With the tourist season almost over, we ask if he is concerned for the immediate future. “Why should I be”, he asks? “Our needs are simple. This job is nice and a diversion, but it is not something I really need. Everything that I really need I get from the jungle, or from my farm.”
It reminds me of the story of the man who worked hard all of his life so that he could retire to an island and spend his days fishing; while the people who already lived on the island already had that life-style, without the hard work he had to put in beforehand. Carlos is very much aware of the treasure of a lifestyle that he lives everyday.
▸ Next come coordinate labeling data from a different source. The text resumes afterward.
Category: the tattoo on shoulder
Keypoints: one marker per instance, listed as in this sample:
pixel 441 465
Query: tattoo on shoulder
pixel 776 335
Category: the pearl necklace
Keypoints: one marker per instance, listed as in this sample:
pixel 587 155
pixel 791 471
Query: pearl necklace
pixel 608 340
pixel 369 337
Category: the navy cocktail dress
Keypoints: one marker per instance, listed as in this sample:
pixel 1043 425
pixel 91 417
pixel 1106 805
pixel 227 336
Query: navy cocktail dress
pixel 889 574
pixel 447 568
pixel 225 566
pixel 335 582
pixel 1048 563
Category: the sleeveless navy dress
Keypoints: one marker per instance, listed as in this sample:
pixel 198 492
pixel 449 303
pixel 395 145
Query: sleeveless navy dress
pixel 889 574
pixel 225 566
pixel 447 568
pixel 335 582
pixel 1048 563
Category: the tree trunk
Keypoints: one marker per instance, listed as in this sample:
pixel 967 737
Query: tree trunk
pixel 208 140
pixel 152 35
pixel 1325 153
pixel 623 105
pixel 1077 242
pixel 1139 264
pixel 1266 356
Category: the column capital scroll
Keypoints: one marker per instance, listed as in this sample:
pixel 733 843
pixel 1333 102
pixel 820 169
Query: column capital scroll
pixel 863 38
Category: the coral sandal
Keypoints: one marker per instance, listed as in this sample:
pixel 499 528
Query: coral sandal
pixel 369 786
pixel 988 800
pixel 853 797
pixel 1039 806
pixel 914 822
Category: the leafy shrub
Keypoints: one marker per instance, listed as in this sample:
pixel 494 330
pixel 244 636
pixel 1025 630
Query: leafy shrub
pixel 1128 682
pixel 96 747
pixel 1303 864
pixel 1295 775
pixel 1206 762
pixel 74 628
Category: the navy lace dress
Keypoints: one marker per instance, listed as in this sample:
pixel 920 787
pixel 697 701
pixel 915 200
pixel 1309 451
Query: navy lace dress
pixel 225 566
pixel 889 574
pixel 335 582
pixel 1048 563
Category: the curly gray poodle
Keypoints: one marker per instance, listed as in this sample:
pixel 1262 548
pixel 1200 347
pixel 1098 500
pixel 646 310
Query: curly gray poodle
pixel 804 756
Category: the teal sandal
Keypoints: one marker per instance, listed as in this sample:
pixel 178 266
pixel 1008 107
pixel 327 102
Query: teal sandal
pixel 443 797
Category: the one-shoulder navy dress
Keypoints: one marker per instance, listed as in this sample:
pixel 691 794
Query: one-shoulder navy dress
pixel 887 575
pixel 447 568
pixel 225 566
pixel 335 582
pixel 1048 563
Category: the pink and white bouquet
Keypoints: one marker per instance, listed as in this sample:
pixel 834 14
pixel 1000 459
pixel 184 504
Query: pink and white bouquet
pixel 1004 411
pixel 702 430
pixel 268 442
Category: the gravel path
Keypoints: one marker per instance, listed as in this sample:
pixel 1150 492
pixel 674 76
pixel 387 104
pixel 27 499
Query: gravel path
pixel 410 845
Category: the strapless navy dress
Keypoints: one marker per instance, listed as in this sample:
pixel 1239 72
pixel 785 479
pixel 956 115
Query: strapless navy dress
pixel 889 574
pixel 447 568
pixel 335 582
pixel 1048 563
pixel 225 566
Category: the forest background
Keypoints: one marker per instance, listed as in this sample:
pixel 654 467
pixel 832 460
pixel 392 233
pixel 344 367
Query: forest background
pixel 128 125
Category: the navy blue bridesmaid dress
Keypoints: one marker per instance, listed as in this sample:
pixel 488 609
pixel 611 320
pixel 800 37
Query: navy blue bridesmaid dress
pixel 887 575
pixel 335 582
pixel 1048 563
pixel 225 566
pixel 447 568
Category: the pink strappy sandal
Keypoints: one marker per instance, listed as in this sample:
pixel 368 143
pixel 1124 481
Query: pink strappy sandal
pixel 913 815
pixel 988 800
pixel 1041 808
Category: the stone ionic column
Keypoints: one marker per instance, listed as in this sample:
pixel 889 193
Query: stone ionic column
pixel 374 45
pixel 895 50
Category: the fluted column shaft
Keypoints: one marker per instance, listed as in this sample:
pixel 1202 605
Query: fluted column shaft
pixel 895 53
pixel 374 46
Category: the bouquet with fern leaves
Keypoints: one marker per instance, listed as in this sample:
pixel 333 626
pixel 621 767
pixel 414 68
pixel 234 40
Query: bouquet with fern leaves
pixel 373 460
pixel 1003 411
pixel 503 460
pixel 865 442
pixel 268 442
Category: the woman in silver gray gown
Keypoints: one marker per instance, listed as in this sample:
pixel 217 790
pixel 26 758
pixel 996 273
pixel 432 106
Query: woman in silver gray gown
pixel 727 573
We reach the river and jump-in and onto our tubes. We hook together, feet to armpits. Carlos tucks his feet in the front of my tube and backwards begins pulling us down the river, moving with the current. In the caves we hear before we see. There are strange echoes, laughter from the other groups ahead. He tells us stories of other cave floaters getting stuck behind curves and in eddies, hollering to get out. We turn off our headlamps surrounded by blackness, the drip of water from stalactites; the weird sound of water against water, rock and things unknown. He tells us how the ancient Mayan priests used to go into the caves to collect that holy water and their belief that the caves were entrances to the underworld.
And then ahead we hear and feel the water starting to race, and he pushes us apart. We are on our own. A shaft of light beams over to another part of the cave and there are other tubers, surrounding a waterfall. From a high unknown source, it splashes down the face of stones, smoothed and rounded by the action of the falls. We paddle over for a look, and then continue down the river into rapids pulling us to places we cannot see, and then out into the sun.
The caves are behind us and we float languidly, peacefully through the jungle. Too soon, we come to the rope that we used to ford our way across the river, on the walk up to the caves. We reluctantly pull ourselves out of the river and go back to the car.
Carlos has left us not only with an adventure to remember, but a legacy of the people who once lived here – when the caves were not a tourist attraction, but a sacred and spiritual chapel for ancient Mayan priests.